I don’t believe we have to explore every emotion that comes our way, but if we never have an outlet for it and if we never express it—then what happens to us? We’re probably emotionally crazy even if we seem to have it all figured out on the outside. This happens more often than not. 

We don’t feel right about something. Do we follow this feeling or do we ignore it? If there is no purpose for human emotions, we would not have them. But instead, we do. Our emotional landscape can end up being littered with feelings, unexpressed desires and even deep dark repressions. That is the black box that Mercury must deal with. What does this mean for the business owner?

I have a chat with the author of The Little Light, Dipa Sanatani. This is what she said:

(The following is a transcription of a spoken text.)

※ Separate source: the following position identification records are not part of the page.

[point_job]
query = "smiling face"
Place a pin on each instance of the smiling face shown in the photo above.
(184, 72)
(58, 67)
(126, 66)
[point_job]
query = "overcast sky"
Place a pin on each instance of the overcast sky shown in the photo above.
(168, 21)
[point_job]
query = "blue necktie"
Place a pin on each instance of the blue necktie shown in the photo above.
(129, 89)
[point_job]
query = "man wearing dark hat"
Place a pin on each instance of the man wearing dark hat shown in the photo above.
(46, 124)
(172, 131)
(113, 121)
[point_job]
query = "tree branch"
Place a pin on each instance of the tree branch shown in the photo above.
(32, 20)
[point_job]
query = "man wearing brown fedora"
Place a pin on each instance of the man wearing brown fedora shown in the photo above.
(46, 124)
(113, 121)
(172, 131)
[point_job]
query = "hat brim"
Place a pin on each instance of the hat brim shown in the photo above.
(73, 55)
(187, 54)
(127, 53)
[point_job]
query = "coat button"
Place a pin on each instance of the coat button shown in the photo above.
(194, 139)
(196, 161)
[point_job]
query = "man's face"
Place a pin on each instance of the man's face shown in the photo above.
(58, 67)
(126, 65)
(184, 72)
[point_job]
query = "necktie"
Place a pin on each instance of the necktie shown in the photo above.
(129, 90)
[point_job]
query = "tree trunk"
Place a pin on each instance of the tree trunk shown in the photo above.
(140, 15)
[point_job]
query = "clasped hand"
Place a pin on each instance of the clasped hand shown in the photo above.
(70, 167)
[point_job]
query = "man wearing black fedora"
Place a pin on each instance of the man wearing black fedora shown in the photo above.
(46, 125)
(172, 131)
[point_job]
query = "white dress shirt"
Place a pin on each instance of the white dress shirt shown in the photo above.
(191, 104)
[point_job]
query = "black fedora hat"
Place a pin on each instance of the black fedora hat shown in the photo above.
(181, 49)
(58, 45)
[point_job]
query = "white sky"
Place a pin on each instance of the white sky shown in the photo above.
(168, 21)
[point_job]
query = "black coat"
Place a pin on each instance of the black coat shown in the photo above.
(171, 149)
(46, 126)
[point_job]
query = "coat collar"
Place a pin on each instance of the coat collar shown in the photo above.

Businesses begin because there is a need. This need could be either a need that has been expressed by the marketplace, a need that has been expressed by the owner or a need that has been expressed by a universal energy. 

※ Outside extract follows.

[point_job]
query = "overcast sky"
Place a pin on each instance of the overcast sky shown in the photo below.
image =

I think like humans, businesses are born because of an impulse. So usually, someone must have an impulse to start a business. I think, for me personally, it was born of this impulse that there was a need to do something more. Beyond just having the great idea or having a fantastic business plan, there must be a need or an impulse to do something more.

Without that, there is no capitalism. 

It could be a need to create a really unique product that isn’t out there. It could be a need to do something in a more cost efficient way. Or it could be a need to meet a need that has not been expressed in the market. I think that if you want to have a great business, you have to meet needs that have not been expressed.  

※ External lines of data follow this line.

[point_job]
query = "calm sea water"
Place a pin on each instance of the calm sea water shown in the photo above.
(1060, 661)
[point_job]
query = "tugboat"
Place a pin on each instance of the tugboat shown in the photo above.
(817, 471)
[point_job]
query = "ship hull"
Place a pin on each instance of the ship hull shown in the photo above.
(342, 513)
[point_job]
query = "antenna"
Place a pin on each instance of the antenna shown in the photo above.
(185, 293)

One of the first things I learned in sales, which is Mercury’s domain, is that customers don’t really know what they want till you show it to them. I’d say that if they haven’t seen something like it, they don’t and won’t know that they want it or need it. But once they’ve seen and experienced something like it, then they’ll know that they either want it or need it.

Businesses go through ups and downs. A successful business is not the one with happy customers, it’s not the one with happy owners, it’s the one that creates something that outlasts its owners. The business should, or a business should, ideally endeavour to create something that will outlast them. 

I think that the easiest way, I suppose, is to create products, software, a character, an artistic product, or anything that will appreciate over time. It’s not uncommon for businesses to not be worth much in the early days. That usually changes as time goes on. 

If I were to start a new business, I would start something that is innovative and at the same time, somewhat traditional. Beyond the American and Japanese business models that we learn about in school, there are other business models out there. Businesses that have become the bedrock of a community and of a society. What they represent to that community and that society needs to be taken into account as well.

We should think of a business as functioning within a marketplace. We don’t have to focus only on the corporate model. However, information on corporations is more easily available and assessable because they are listed companies. In truth, we’re not all that familiar with less studied or less famous business models, but they are out there. 

I’d say that you’d have to put yourself out there in an environment where entrepreneurship is perhaps is less formal. If you go down the corporate route, it’s very institutionalised and formalised; especially in terms of its processes and procedures. Not that that wouldn’t be the case if you were in a more traditional business even with a smaller setup.

I just think that in privately owned enterprises, there’s a lot more privacy, innovation, quick movement, fast movement and so on. Also, you can choose the ownership structure. Many smaller businesses are partnerships. You can start one with a spouse or a future spouse. You can pass it down to your kids later on if they’d like to be involved. But if they don’t, I’d understand.